开发者 https://www.devze.com 2023-03-11 04:33 出处:网络
class Foo(object): pass foo = Foo() def bar(self): print \'bar\' Foo.bar = bar foo.bar() #bar Coming from JavaScript, if a \"class\" prototype was augmented with a certain attribute. It is known t
class Foo(object):
  pass

foo = Foo()
def bar(self):
  print 'bar'

Foo.bar = bar
foo.bar() #bar

Coming from JavaScript, if a "class" prototype was augmented with a certain attribute. It is known that all instances of that "class" would have that attribute in its prototype chain, hence no modifications has to be done on any of its instances or "sub-classes".

In that sense, how can a Class-based language l开发者_Go百科ike Python achieve Monkey patching?
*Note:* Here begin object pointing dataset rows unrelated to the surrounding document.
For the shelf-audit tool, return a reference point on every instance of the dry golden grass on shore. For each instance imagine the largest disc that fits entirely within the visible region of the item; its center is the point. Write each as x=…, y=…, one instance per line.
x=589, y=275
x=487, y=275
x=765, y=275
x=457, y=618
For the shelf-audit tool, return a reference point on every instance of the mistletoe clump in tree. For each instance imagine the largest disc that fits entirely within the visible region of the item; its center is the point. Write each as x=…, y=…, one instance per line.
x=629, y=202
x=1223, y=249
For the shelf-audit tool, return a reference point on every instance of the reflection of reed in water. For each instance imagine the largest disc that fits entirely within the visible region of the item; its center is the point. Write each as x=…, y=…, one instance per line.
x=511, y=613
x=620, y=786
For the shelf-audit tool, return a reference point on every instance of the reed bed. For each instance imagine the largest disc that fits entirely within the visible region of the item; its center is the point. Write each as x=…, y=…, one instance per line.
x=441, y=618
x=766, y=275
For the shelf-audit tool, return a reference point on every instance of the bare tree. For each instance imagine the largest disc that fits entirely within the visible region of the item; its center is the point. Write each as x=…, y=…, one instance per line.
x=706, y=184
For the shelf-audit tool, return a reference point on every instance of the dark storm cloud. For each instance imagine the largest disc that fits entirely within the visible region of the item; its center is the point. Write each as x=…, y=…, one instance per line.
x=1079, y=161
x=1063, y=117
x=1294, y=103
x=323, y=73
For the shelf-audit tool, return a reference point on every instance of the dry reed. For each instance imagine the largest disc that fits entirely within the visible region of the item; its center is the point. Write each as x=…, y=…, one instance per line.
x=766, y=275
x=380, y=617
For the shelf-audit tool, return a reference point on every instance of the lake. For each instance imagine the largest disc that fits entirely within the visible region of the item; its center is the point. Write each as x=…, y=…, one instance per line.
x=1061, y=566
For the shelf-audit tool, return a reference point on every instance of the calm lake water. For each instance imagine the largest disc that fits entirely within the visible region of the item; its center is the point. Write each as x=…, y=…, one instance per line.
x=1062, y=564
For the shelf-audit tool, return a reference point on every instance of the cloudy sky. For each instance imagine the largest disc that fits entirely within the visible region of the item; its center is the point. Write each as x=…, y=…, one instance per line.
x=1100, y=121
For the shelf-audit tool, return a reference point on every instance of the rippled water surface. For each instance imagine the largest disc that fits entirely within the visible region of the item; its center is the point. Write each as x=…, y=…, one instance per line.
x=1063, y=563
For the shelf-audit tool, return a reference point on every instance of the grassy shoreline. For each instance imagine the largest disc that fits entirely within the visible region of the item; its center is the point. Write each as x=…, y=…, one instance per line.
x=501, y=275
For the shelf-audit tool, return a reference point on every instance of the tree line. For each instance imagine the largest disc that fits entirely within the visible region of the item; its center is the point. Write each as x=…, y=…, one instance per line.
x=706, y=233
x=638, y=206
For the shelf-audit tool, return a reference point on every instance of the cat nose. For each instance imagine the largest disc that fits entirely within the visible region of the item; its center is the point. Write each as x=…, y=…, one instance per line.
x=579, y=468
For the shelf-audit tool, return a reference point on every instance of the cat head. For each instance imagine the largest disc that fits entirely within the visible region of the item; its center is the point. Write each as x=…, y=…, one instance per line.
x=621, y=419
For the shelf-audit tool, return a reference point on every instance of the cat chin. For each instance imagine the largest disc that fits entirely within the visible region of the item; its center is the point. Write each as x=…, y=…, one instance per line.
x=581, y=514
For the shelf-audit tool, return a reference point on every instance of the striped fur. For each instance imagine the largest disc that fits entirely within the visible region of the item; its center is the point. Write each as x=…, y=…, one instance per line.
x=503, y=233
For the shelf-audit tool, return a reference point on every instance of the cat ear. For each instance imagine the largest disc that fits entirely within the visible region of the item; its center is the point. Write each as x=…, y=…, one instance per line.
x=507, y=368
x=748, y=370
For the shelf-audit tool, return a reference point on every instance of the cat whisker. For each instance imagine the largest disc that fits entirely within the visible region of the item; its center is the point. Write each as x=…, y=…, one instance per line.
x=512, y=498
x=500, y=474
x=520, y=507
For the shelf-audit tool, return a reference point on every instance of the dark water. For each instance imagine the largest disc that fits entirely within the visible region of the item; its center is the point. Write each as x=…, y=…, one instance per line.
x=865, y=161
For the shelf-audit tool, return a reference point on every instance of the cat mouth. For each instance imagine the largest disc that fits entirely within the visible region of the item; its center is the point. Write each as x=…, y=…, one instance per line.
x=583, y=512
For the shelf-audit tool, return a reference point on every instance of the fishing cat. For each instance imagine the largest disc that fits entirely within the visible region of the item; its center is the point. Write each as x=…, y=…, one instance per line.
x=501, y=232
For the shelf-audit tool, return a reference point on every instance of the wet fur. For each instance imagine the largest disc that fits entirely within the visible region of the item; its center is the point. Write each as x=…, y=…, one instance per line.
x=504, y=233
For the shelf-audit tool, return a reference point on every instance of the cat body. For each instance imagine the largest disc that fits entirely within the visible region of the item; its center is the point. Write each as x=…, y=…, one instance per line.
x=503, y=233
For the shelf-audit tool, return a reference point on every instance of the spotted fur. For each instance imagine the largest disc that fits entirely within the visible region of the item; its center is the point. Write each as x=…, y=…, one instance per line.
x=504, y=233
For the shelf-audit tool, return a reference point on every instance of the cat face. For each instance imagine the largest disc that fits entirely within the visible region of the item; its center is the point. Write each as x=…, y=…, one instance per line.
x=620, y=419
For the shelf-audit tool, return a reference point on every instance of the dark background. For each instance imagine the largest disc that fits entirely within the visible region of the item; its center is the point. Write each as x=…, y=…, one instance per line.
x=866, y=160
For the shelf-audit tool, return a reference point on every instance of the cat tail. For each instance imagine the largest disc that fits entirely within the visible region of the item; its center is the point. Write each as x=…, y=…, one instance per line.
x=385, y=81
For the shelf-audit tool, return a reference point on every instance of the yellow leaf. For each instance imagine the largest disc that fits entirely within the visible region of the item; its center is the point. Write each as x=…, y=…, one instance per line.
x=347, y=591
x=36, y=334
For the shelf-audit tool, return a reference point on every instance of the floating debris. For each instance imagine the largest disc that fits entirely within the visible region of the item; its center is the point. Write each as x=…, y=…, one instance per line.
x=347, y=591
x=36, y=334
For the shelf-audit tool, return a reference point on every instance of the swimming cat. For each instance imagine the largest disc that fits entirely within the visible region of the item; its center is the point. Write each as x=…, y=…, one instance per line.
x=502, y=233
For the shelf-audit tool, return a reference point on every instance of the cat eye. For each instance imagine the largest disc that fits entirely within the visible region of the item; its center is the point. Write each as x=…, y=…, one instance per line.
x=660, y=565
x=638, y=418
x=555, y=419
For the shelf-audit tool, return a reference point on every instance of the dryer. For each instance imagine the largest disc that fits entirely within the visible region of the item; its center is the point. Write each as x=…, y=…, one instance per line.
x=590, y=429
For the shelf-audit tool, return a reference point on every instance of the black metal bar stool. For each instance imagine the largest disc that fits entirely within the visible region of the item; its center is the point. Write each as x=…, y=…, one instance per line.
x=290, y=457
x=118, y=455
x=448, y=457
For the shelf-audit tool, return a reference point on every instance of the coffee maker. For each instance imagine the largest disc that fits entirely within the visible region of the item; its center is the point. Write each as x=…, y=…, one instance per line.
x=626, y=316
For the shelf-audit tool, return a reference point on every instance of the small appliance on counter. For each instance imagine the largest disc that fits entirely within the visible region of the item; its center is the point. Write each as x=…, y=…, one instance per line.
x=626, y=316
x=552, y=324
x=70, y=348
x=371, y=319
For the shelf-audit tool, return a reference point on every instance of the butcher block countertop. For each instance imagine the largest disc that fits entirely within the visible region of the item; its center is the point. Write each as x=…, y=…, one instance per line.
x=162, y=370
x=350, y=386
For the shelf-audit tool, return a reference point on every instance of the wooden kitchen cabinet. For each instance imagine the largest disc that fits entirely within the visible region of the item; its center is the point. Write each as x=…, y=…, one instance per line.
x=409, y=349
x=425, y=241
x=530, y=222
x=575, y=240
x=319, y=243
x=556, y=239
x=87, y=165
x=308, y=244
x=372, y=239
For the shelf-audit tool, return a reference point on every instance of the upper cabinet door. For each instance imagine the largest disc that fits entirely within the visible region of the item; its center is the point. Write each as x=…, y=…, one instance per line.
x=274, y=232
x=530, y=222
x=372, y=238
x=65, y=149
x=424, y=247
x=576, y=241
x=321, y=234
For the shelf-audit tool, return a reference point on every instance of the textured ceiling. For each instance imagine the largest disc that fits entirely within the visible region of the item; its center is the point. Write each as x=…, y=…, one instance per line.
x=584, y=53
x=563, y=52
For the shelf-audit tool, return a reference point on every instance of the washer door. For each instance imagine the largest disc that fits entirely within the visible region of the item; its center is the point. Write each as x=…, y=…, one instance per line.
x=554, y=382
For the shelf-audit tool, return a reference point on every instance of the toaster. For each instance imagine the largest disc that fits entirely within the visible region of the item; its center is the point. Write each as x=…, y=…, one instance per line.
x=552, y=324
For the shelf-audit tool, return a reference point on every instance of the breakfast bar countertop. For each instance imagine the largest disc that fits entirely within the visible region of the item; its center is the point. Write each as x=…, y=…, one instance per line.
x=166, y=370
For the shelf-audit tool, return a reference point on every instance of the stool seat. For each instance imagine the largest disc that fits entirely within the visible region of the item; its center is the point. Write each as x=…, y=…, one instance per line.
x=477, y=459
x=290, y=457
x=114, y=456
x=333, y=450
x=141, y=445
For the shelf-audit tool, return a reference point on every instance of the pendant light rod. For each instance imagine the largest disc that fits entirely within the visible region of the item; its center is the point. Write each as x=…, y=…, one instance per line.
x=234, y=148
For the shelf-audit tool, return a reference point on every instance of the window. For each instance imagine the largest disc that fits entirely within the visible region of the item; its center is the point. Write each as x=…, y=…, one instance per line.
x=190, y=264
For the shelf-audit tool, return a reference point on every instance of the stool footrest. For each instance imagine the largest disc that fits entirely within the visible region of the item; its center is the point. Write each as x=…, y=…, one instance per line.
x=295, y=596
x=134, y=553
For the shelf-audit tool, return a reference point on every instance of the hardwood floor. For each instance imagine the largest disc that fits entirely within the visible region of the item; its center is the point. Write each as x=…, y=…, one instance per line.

The real question is, how can it not? In Python, classes are first-class objects in their own right. Attribute access on instances of a class is resolved by looking up attributes on the instance, and then the class, and then the parent classes (in the method resolution order.) These lookups are all done at runtime (as is everything in Python.) If you add an attribute to a class after you create an instance, the instance will still "see" the new attribute, simply because nothing prevents it.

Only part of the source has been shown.